Trying to perform an Inventory Sync for the Operations component might also fail with error: LCMCOMMON80063.

Additionally, duplicate or stale inactive password alias entries in the Fleet Management Locker can create conflicts or delays during the sync process, contributing to the failure.

To attempt to resolve this issue, you can try these basic steps:. 

1. Log in to the vSphere Client.

2. Open the Remote Console for the VCF Operations VM.

3. Reset the root password via the command line (if not already done). You should be prompted to change the password.

4. Log in to the VCF Operations UI.

5. Navigate to VCF Operations > Fleet Management > Passwords.

6. Locate the credential for the affected appliance.

7. Select the option to Remediate or Edit the credential.

   • Note: Do not click "Update". 'Update' attempts to log in using the stored (old) password, which will fail if the OS password has expired. 'Remediate' allows you to input the new password directly into the database to match the OS.

8. Input the new password manually set at the OS level.

9. Monitor if the task succeeds

10. Initiate an inventory sync from Fleet Management > Lifecycle, click Manage within the VCF Operations component then click 'Tigger Inventory Sync"

    • Note: If the task fails, go to Fleet Management > Lifecycle > Tasks, click on the value under the Request Status column which opens the task workflow.

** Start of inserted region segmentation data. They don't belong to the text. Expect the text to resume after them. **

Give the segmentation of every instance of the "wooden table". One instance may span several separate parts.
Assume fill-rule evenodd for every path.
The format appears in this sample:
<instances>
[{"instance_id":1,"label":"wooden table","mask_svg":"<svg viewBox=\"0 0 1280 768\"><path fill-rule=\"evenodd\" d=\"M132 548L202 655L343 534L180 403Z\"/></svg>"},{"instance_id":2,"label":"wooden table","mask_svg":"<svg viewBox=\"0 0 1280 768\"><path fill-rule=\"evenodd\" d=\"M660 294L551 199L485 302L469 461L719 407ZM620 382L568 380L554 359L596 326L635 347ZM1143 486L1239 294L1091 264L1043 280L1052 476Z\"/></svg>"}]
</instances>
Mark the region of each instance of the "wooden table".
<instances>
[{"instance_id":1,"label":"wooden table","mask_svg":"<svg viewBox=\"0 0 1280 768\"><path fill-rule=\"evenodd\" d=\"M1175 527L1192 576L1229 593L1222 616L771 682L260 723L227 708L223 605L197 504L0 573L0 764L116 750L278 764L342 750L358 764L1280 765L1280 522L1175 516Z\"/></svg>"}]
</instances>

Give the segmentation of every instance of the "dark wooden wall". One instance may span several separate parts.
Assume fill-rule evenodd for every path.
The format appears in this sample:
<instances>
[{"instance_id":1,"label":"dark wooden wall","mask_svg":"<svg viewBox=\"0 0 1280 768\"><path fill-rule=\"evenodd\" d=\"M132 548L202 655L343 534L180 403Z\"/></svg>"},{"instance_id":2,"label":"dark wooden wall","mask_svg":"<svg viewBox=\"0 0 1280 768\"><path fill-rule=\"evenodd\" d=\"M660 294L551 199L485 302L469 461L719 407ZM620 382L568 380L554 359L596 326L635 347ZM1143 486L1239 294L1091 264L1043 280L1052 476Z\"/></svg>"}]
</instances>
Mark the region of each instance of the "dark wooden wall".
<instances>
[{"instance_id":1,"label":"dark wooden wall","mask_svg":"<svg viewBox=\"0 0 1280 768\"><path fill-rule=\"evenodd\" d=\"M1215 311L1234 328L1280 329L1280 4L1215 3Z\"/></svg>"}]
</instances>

Click 'Retry" and choose the correct password alias, then Submit
      
11. Monitor the task to be completed or resolve any errors

12. Verify that the account status changes from "Disconnected" to "Active" from the Passwords page

    • Note: The backend password sync operation can take anywhere from 1 to 24 hours to complete (even after inventory sync is complete). If SSH access is working and the password alias is updated, the status should eventually show as Active. You may still get the error: "Remediate for appliance has failed." but ignore and check back on the UI after 24 hours.

If the issue persists, reference KB 422725 - VCF Operations root account showing disconnected in VCF Operations Manager UI which includes steps for taking the cluster offline, snapshots then cluster online to try and force a synchronization. 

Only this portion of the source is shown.